Fig. 2 is the structural diagram of the buffer in the present invention, wherein, 11 is an outer cylinder, 12 is a No. 1 nut, 13 is a damping plate, 14 is a sealing device, 15 is a No. 2 nut, 16 is a floating piston, and 17 is an inner cylinder , 18 is an oil injection nozzle, 19 is an air charging nozzle, A district is an oil injection chamber, and B district is an air inflation chamber.

detailed description

The installation and working methods of the present invention will be described below in conjunction with the accompanying drawings.

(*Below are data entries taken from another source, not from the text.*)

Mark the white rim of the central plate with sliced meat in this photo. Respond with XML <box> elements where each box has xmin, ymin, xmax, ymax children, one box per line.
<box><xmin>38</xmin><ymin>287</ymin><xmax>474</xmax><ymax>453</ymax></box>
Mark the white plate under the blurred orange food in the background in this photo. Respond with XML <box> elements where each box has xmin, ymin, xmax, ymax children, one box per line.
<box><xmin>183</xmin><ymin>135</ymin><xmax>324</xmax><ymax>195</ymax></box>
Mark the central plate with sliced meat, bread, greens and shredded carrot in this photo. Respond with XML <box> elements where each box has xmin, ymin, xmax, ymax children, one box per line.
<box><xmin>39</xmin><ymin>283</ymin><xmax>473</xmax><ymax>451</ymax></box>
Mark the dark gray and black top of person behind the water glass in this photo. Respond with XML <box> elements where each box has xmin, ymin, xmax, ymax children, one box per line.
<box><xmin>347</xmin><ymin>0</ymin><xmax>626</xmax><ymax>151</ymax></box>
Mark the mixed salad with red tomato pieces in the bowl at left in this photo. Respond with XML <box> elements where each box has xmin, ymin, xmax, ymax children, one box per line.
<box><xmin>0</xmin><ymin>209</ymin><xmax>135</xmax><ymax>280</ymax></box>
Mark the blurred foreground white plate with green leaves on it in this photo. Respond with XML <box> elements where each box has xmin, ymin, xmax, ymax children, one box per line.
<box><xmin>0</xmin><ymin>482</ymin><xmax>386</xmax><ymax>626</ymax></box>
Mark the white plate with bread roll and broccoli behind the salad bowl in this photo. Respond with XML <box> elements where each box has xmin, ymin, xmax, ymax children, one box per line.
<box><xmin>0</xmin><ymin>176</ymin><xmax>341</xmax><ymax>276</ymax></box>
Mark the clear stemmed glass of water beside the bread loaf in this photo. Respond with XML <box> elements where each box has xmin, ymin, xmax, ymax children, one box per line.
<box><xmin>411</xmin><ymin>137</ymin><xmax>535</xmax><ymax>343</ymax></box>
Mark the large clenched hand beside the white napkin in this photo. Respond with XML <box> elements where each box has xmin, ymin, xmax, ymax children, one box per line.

The structure and assembly method of the buffer and the skid are shown in Figures 1 and 2. When the helicopter lands, the load acts on the slide tube 6, and the skid rotates around the front and rear joints 1 and 10 of the fuselage, thereby compressing buffer. When the buffer is compressed, the oil on the upper end of the damping plate 13 in the chamber A passes through the damping hole on the damping plate 13 at high speed, converting the kinetic energy into heat energy, which is transmitted to the outside through the inner and outer cylinders of the buffer, absorbing and dissipating the impact energy, and at the same time The gas pressure in cavity B increases; when the buffer load is greater than the ground load, the buffer elongates, and the skid rotates downward around the front and rear mounting points of the fuselage. When the buffer is extended, the gas pressure in chamber B pushes the floating piston to move upward, and the oil at the lower end of the damping plate 13 in chamber A flows into the upper end through the damping hole, converting kinetic energy into heat energy, which is transmitted to the outside through the inner and outer cylinders of the buffer, absorbing The impact energy is consumed, and the gas pressure in cavity B is reduced at the same time. The buffer absorbs and dissipates the landing impact energy of the helicopter through the positive and negative damping effect of the oil, thus playing a good buffering and vibration reduction effect.

Claims (2)

1. A skid with a buffer function, including the front joint of the fuselage (1), the front beam (2), two buffers (3), the connecting piece A (4), the connecting piece B (5), and the sliding pipe (6), connecting piece C (7), connecting piece D (8), rear beam (9), fuselage rear joint (10), wherein, the front beam (2) of the skid passes through the fuselage front joint (1) Connected to the fuselage, it can swing up and down on the vertical plane around the connection point; the front beam (2) and the sliding pipe (6) are connected through the connecting piece B (5); the connecting piece A (4) is installed on the front beam (2) , for fixed connection between the buffer (3) and the front crossbeam (2); the rear crossbeam (9) is connected with the sliding pipe (6) through the connecting piece C (7); the connecting piece D (8) is installed on the rear crossbeam (9) on, for fixedly connecting the buffer (3) and the rear beam (9); the rear beam (9) is connected to the fuselage through the fuselage rear joint (10), and can swing up and down in the vertical plane around the connection point, and the two buffers The device (3) connects the fuselage with the front weight (2) and the rear beam (9) respectively, and absorbs the vibration energy produced when the front beam (2) and the rear beam (9) swing up and down in the vertical plane. 2. The skid with buffer function according to claim 1, characterized in that, said buffer is mainly composed of outer cylinder (11), No. 1 nut (12), damping plate (13), sealing device (14) ), No. 2 nut (15), floating piston (16), inner cylinder (17), grease nozzle (18), inflation nozzle (19), the floating piston (16) is installed in the inner cylinder (17), and the damping plate (13) Installed on the inner cylinder (17), the sealing device (14) is sleeved on the outer end of the inner cylinder (17), connected through the No. 1 nut (12); the inner cylinder (17), floating piston (16), damping plate (13), the sealing device (14), and the No. 1 nut (12) penetrate into the outer cylinder (11) together, and connect through the No. 2 nut (15); the oil filling nozzle (18) is installed on the outer cylinder (11); the inflation nozzle (19) is installed on the inner tube (17).